Klausner Lumber One LLC Sues an Austrian Company for $2M in Alleged “Fraudulent Transfers”
May 4, 2021, District of Delaware – Last week, Debtor-Plaintiff, Klausner Lumber One LLC (“KL1”) initiated a complaint against Defendant, Scharpenack GmbH (“Defendant” or “Scharpenack”) for the avoidance of certain transfers allegedly “made by the Debtor to the Defendant within 2 years before the date of the filing of the bankruptcy petition”. Plaintiff also seeks to avoid certain obligations to Scharpenack that KL1 allegedly assumed before the filing of KL1’s bankruptcy case. Additionally, KL1 “objects to the amended proof of claim filed by Scharpenack” against KL1 [Claim No. 126] (the “Claim”).
Defendant Scharpenack GmbH, an Austrian company, is a financial advisor that KL1 allegedly retained long before it commenced the bankruptcy case. As alleged in the complaint, Scharpenack entered into a consulting contract with an indirect parent of KL1, Klausner Nordamerika Beteiligungs GmbH (“Nordamerika”). The contract allegedly required Scharpenack to “support the management of clients in the initial balance sheet consolidation of three operationally active U.S.-based companies along with other related entities”. Subsequently, Scharpenack entered into an amendment of the contract. The amendment differed from the contract in that it was allegedly “executed by not only Nordamerika but also by KL1, Klausner Lumber Two LLC (“KL2”), and by Klausner Holding USA, Inc.” The amendment also “authorized a success fee of $2,000,000 to Scharpenack”.
Plaintiff alleges that the Scharpenack amendment was an “obligation incurred by KL1 during the two years before the petition date”. Further, Plaintiff argues that based on KL1’s schedules and the statement of financial affairs, the value received in exchange for KL1’s assets as compared to the liabilities existing against those assets at the time of Scharpenack amendment was allegedly “not reasonably equivalent”. KL1’s liabilities exceeded the value of its assets and hence it “received less than reasonably equivalent” in exchange for the obligations imposed on KL1 in the Scharpenack amendment. Thus, the complaint contends that the amendment is “avoidable under section 548(a)(1)(b)” of the Bankruptcy Code.
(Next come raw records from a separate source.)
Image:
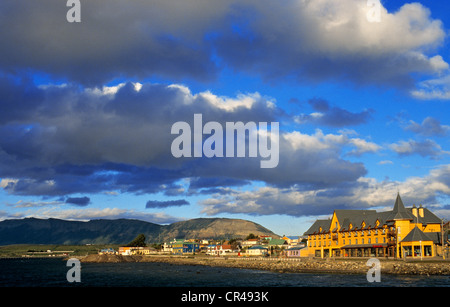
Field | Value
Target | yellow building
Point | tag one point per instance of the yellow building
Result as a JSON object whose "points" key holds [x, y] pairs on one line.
{"points": [[401, 232]]}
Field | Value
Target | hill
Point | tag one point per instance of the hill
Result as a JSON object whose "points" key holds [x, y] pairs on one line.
{"points": [[121, 231]]}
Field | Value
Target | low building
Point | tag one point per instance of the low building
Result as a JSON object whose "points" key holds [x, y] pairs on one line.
{"points": [[294, 252], [257, 250], [107, 251], [181, 247]]}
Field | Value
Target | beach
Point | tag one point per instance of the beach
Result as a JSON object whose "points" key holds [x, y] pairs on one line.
{"points": [[286, 265]]}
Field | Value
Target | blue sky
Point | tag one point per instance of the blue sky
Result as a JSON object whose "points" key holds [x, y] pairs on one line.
{"points": [[86, 108]]}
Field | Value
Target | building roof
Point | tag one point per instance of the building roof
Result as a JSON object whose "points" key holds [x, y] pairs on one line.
{"points": [[277, 242], [365, 219], [416, 235], [258, 247], [399, 212], [319, 226]]}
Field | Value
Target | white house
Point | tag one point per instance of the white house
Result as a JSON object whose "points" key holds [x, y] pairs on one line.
{"points": [[257, 250]]}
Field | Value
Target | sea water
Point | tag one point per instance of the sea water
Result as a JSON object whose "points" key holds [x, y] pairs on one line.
{"points": [[51, 272]]}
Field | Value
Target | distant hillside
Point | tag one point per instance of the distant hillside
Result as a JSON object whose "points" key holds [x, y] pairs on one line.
{"points": [[221, 228], [121, 231]]}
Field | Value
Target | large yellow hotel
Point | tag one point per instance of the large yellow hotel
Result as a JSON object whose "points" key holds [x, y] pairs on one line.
{"points": [[402, 232]]}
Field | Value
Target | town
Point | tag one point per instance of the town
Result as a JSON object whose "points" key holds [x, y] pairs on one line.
{"points": [[400, 233], [287, 246]]}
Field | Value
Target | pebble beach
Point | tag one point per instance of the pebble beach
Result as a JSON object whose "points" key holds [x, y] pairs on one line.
{"points": [[283, 265]]}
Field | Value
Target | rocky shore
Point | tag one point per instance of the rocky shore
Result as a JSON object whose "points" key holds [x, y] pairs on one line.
{"points": [[304, 265]]}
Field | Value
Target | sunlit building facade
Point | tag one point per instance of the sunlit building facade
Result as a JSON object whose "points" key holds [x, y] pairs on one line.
{"points": [[401, 232]]}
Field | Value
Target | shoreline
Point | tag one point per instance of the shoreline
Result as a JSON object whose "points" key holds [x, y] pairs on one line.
{"points": [[283, 265]]}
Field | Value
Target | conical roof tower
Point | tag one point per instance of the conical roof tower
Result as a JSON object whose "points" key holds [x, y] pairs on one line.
{"points": [[399, 212]]}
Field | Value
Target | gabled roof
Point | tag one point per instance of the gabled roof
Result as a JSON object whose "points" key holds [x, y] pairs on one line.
{"points": [[366, 219], [428, 216], [417, 235], [277, 242], [399, 212], [315, 228]]}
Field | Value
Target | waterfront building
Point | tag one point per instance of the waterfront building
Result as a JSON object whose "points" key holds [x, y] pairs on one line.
{"points": [[294, 252], [181, 247], [257, 250], [401, 232]]}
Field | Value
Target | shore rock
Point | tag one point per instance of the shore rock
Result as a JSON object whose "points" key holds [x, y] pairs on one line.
{"points": [[353, 266]]}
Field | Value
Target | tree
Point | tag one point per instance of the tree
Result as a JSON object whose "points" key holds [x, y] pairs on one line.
{"points": [[139, 241]]}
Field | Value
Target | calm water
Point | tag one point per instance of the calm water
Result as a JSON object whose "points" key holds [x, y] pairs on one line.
{"points": [[52, 273]]}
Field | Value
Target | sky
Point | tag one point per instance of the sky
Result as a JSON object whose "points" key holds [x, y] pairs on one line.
{"points": [[360, 90]]}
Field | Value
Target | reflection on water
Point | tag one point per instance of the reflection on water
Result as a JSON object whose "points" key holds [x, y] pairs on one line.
{"points": [[52, 272]]}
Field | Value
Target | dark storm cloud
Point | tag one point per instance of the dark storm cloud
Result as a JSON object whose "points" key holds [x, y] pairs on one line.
{"points": [[94, 140], [309, 40], [78, 201], [166, 204]]}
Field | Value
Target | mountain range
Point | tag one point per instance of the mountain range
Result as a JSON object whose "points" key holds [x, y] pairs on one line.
{"points": [[122, 231]]}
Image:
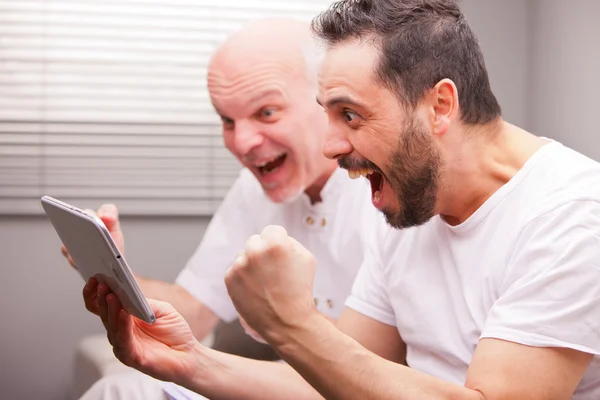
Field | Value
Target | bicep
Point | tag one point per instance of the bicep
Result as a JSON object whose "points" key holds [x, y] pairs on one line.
{"points": [[503, 370], [377, 337]]}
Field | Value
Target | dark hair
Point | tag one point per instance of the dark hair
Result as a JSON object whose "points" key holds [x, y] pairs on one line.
{"points": [[422, 42]]}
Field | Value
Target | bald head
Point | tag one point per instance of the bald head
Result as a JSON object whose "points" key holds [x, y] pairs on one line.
{"points": [[282, 43], [262, 83]]}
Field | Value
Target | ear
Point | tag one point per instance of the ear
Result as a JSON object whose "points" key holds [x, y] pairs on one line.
{"points": [[445, 105]]}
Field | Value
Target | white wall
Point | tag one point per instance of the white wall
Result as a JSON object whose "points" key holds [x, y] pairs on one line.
{"points": [[42, 311], [565, 79]]}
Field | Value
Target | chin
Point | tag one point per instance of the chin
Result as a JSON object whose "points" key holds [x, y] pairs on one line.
{"points": [[285, 194]]}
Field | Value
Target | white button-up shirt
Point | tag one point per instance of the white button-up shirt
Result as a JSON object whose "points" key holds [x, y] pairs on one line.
{"points": [[333, 230]]}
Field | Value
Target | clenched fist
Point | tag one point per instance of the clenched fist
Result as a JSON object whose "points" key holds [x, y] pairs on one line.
{"points": [[271, 283]]}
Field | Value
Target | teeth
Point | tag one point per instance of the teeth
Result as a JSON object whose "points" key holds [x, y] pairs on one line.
{"points": [[261, 165], [357, 173]]}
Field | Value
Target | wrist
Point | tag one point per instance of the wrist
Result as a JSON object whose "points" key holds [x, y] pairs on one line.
{"points": [[201, 370], [293, 331]]}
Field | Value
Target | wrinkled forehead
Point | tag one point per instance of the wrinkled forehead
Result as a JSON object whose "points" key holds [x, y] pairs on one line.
{"points": [[348, 67], [238, 83]]}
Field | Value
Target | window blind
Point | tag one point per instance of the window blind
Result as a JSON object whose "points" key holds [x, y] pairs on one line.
{"points": [[106, 101]]}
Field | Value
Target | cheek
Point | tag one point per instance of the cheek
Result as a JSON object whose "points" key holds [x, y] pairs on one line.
{"points": [[229, 142]]}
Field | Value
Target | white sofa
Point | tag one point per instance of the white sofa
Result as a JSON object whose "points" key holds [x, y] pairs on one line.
{"points": [[94, 359]]}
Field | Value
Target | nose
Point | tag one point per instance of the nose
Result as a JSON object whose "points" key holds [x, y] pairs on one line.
{"points": [[336, 144], [246, 137]]}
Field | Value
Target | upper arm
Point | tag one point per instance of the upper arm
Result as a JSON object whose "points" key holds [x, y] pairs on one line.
{"points": [[502, 370], [542, 332], [375, 336]]}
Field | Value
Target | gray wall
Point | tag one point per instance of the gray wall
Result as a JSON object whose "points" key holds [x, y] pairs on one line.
{"points": [[502, 30], [541, 61], [565, 74], [42, 311]]}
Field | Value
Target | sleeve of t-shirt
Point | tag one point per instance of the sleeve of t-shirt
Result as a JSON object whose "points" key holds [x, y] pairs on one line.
{"points": [[551, 291], [230, 227], [369, 293]]}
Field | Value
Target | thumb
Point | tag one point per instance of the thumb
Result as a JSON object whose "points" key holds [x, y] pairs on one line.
{"points": [[109, 214]]}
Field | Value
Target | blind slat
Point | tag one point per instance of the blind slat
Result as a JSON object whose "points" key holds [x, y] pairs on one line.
{"points": [[106, 101]]}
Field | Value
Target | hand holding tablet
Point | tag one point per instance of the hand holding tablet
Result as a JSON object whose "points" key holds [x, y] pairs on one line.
{"points": [[91, 247]]}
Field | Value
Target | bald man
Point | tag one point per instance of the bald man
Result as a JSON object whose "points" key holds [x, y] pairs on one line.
{"points": [[262, 83]]}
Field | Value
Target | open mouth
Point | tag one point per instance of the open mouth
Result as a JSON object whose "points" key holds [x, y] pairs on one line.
{"points": [[375, 178], [271, 166]]}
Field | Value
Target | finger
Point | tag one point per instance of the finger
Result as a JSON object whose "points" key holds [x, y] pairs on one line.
{"points": [[109, 214], [125, 339], [254, 245], [114, 308], [90, 296], [65, 253], [241, 260], [103, 291], [90, 212]]}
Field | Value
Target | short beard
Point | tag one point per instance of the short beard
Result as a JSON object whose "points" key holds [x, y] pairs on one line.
{"points": [[414, 173]]}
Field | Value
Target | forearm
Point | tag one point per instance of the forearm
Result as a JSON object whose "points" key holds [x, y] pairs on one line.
{"points": [[340, 368], [221, 376], [200, 319]]}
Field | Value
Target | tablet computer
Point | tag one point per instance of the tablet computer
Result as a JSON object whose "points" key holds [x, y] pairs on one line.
{"points": [[95, 254]]}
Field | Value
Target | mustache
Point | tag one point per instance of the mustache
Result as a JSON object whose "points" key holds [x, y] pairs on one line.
{"points": [[348, 162]]}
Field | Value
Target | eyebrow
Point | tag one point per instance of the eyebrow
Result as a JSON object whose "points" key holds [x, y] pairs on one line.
{"points": [[340, 99]]}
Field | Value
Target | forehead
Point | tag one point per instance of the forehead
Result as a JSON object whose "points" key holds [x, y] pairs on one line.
{"points": [[348, 68], [240, 85]]}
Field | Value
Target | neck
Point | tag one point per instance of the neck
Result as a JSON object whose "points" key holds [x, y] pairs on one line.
{"points": [[314, 191], [486, 159]]}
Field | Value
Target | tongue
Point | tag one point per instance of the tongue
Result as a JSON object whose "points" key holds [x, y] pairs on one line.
{"points": [[270, 166], [376, 180]]}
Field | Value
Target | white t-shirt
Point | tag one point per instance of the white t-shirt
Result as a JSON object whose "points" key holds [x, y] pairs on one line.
{"points": [[525, 267], [332, 230]]}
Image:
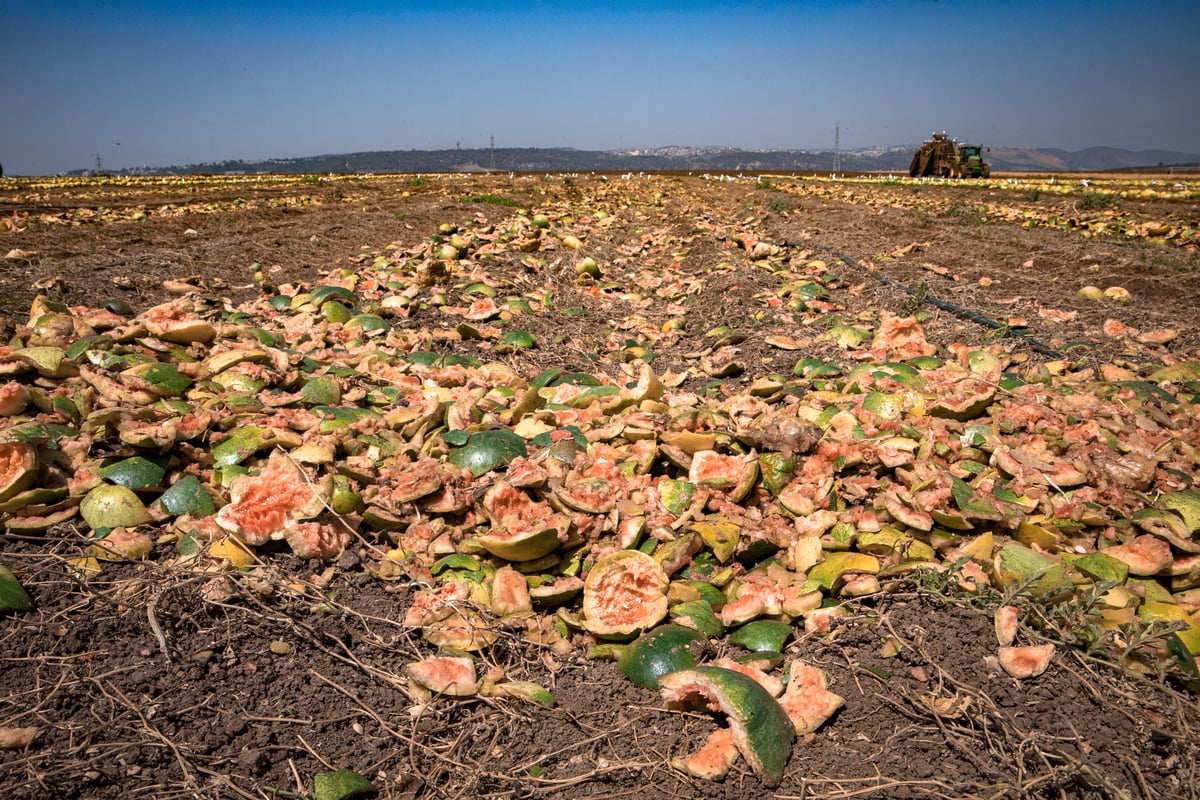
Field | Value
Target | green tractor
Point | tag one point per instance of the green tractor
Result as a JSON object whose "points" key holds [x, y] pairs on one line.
{"points": [[942, 157]]}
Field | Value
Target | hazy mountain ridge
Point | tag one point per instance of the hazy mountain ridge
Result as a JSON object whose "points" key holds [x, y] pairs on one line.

Plaintiff also “objects to the claim”, alleging that claim is “unenforceable because KLI was not a party to the contract”. Adding further, Plaintiff argues that the claim is “unenforceable against KL1 because the Scharpenack amendment was allegedly not supported by any consideration” and the success fee is liable to be avoided under Section 548 of the Bankruptcy Code.
Accordingly, Plaintiff requests the Court to “avoid the Scharpenack amendment”, “disallow the claim in its entirety” and “enter judgment in favor of KL1” for all costs expended and incurred in connection with the case.
The case is In re Klausner Lumber One, LLC in the United States Bankruptcy Court for the District of Delaware, Case No. – 21-50430-KBO.